Estimated mean from grouped data
Use the midpoint of each class as x.
| Class | Midpoint x | Frequency f | fx |
|---|---|---|---|
| 0–10 | 5 | 4 | 20 |
| 10–20 | 15 | 8 | 120 |
| 20–30 | 25 | 3 | 75 |
| Total | 15 | 215 |
Estimated mean = 215/15 ≈ 14.3.
Note: this is an ESTIMATE because we assume all data in a class is at the midpoint.
Measures of spread
Range
Range = Maximum − Minimum. Simple but affected by outliers.
Interquartile range (IQR)
IQR = Q3 − Q1. Measures spread of the middle 50% of data. More robust than range.
Standard deviation (Higher, calculator)
Measures average distance of each value from the mean. Larger SD = more spread.
Comparing distributions
To compare two distributions, always comment on both:
- A measure of average (mean or median): "Distribution A has a higher mean, so on average..."

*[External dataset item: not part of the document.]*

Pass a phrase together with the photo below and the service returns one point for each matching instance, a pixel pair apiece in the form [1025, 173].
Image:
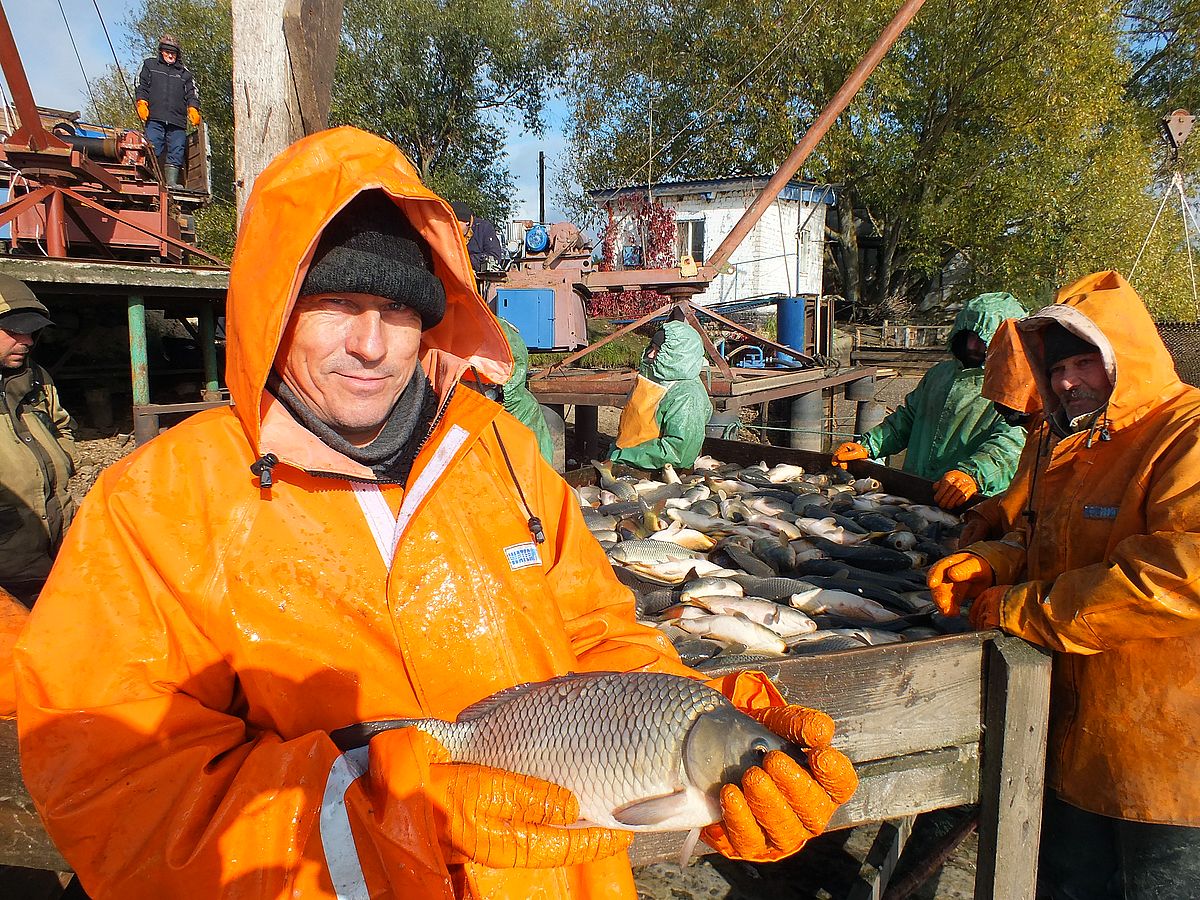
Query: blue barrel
[791, 318]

- A measure of spread (range, IQR): "Distribution A has a larger IQR, so the data is more spread out / less consistent."
OCR mark schemes require a comparison in context — reference what the numbers represent.
Common OCR exam mistakes
- Using midpoints incorrectly: 0–10 midpoint is 5 (not 10 or 0).
- Confusing mean and median — always state which you're using.
- For comparison questions: not referencing context ("students scored higher on average" is better than just "the mean is higher").
- Finding median with even n: averaging only one value instead of two.